Implement the smallest enterprise control-plane primitive: compare this scan to the last accepted baseline.

Artifacts:

  • Baseline JSON schema.
  • Baseline writer and comparator.
  • Terminal and JSON report sections for new/fixed/unchanged findings.
  • Tests covering stable fingerprints, fixed findings, new findings, and policy exception carry-forward.

Why first:

  • It reuses existing scan output.
  • It improves CLI, GitHub Action, and GitHub App value at once.
  • It does not require a hosted service.

Slice 2: Evidence Pack Bundle

Bundle the existing machine and human reports into a portable audit artifact.

Artifacts:

  • --evidence-pack <dir> CLI flag.
  • Redacted bundle README.
  • HTML, JSON, SARIF, policy, exception, and baseline diff files.
  • Tests for file layout, redaction, and deterministic output names.

Why second:

  • It converts existing reporting work into buyer-ready proof.
  • It keeps native PDF deferred while still meeting audit handoff needs.

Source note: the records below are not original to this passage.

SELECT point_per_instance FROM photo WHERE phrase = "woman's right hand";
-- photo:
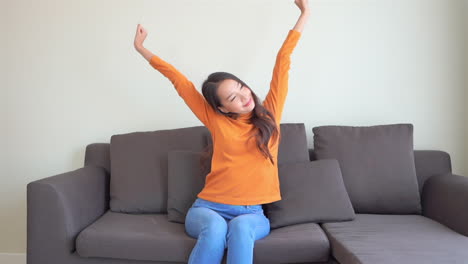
(140, 37)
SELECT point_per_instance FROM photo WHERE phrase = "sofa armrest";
(445, 200)
(60, 206)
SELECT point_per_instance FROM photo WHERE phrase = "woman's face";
(234, 97)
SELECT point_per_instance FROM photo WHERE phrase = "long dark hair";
(261, 118)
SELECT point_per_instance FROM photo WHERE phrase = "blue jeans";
(219, 226)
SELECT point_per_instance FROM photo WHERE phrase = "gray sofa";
(114, 210)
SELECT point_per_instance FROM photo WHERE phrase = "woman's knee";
(249, 225)
(205, 221)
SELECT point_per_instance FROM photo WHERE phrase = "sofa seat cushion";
(152, 237)
(401, 239)
(135, 236)
(302, 243)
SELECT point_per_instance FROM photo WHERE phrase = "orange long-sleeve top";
(240, 174)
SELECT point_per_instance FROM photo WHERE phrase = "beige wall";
(73, 78)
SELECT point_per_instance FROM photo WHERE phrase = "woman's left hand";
(303, 5)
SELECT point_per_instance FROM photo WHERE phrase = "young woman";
(244, 173)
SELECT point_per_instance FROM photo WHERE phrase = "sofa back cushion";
(377, 165)
(138, 181)
(312, 192)
(186, 179)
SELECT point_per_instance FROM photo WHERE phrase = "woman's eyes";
(242, 86)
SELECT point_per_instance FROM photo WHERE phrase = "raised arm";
(184, 87)
(276, 97)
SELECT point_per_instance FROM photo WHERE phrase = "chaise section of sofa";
(436, 236)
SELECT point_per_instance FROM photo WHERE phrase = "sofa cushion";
(151, 237)
(302, 243)
(312, 191)
(402, 239)
(186, 180)
(293, 143)
(377, 164)
(138, 182)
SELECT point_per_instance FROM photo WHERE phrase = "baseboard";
(13, 258)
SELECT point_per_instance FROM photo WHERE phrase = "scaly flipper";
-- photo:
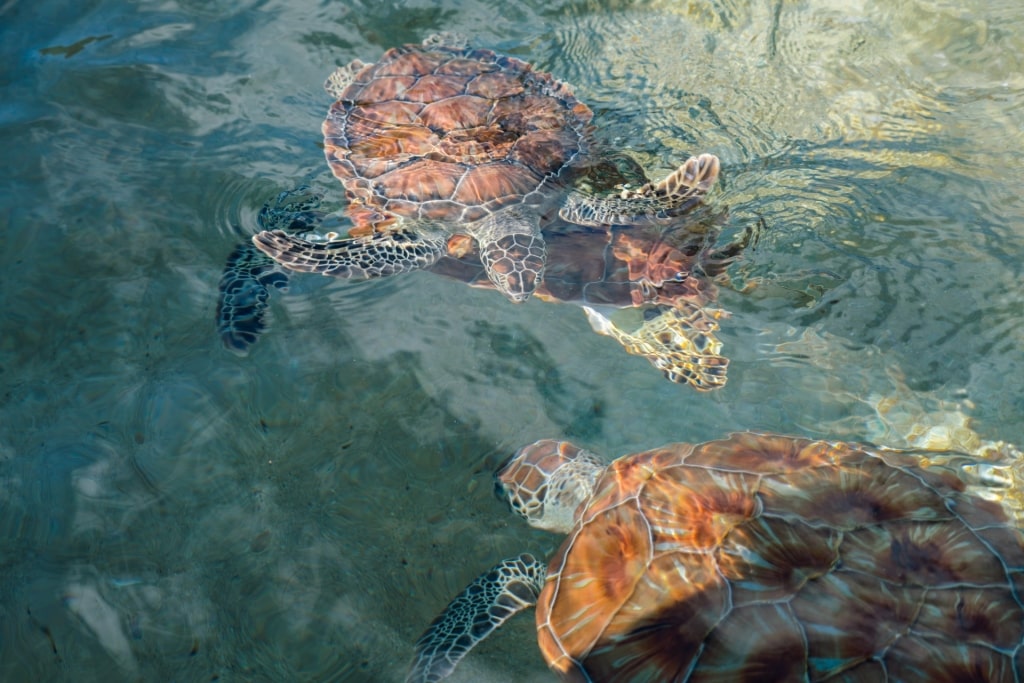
(375, 255)
(245, 288)
(249, 275)
(506, 589)
(680, 342)
(652, 203)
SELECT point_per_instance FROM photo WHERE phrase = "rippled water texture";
(170, 511)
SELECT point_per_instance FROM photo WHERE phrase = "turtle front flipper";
(652, 203)
(512, 251)
(680, 342)
(375, 255)
(492, 599)
(250, 275)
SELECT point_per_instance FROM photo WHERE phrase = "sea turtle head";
(547, 481)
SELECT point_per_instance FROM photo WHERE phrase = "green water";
(170, 511)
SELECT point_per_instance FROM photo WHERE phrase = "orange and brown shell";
(449, 133)
(764, 557)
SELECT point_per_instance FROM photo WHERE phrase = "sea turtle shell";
(448, 133)
(766, 557)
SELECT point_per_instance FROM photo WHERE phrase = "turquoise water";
(170, 511)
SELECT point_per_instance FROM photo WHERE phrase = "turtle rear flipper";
(652, 203)
(375, 255)
(492, 599)
(680, 342)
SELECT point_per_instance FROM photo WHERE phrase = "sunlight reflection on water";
(173, 512)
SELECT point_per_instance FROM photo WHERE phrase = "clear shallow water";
(173, 512)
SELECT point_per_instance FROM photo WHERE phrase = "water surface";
(170, 511)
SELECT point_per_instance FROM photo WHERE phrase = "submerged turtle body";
(437, 140)
(758, 557)
(669, 272)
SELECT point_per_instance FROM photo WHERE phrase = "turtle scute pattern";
(765, 557)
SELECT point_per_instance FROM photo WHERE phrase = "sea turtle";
(758, 557)
(669, 273)
(439, 139)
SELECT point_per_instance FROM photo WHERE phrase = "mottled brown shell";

Slice 3: Harness Adapter Registry

Make harness support explicit instead of implicit.

Artifacts:

  • Adapter metadata for Claude Code, OpenCode, Codex, Gemini, dmux, generic terminal, and project-local templates.
  • Discovery output that reports which adapters matched and why.
  • Report grouping by adapter.
  • Tests using fixture directories for each adapter.

Why third:

  • It aligns AgentShield with ECC's harness-agnostic positioning.
  • It creates a stable surface for future Zed, Orca, Superset, and Hermes integration without pretending all harnesses share Claude's config model.

Slice 4: Corpus Accuracy Gate

Promote the corpus from a benchmark into a release gate.

Artifacts:

  • Per-category corpus report.
  • Required category thresholds.
  • Regression snapshots for known false-positive suppressions.
  • Release checklist entry requiring corpus readiness before publish.

Why fourth:

  • It prevents enterprise credibility from degrading as rules expand.
  • It creates a durable route for Meta-Harness/Autocontext-style improvement loops later.

Slice 5: GitHub App And Linear Sync Wiring

Connect AgentShield findings to ECC-Tools follow-up routing.

Artifacts:

  • Finding fingerprints compatible with ECC-Tools issue caps.
  • Linear-ready backlog export for baseline drift and policy violations.
  • Check-run annotations grouped by owner/risk.
  • Tests that ensure repeated scans do not spam duplicate issues.

Why fifth:

  • It needs the baseline/fingerprint work from Slice 1.
  • It is the bridge from local CLI to paid team workflow.

Non-Goals For This Iteration

  • Native PDF generation, unless buyer/compliance workflows explicitly require generated PDF instead of HTML plus print-to-PDF.
  • Hosted dashboards before the local baseline/evidence/fingerprint contracts are stable.
  • Fine-tuning or model training before deterministic corpus gates and reference traces exist.
  • Broad automated code rewrites for risky findings without explicit, reviewable transforms and tests.

Acceptance Gates

The AgentShield enterprise iteration is not complete until these are true:

  • Local npm run typecheck, npm run lint, npm test, and npm run build pass from the AgentShield repository root.
  • Built CLI smoke tests cover the new flags or report modes.
  • GitHub Action self-test covers the new CI-visible output.
  • Documentation names the free/local path and the paid/team path separately.
  • Evidence produced by the feature is deterministic enough for CI diffing.
  • ECC-Tools can consume the finding fingerprints or backlog export without exceeding GitHub/Linear object caps.
  • The GA roadmap and Linear project status link to the merged AgentShield PRs.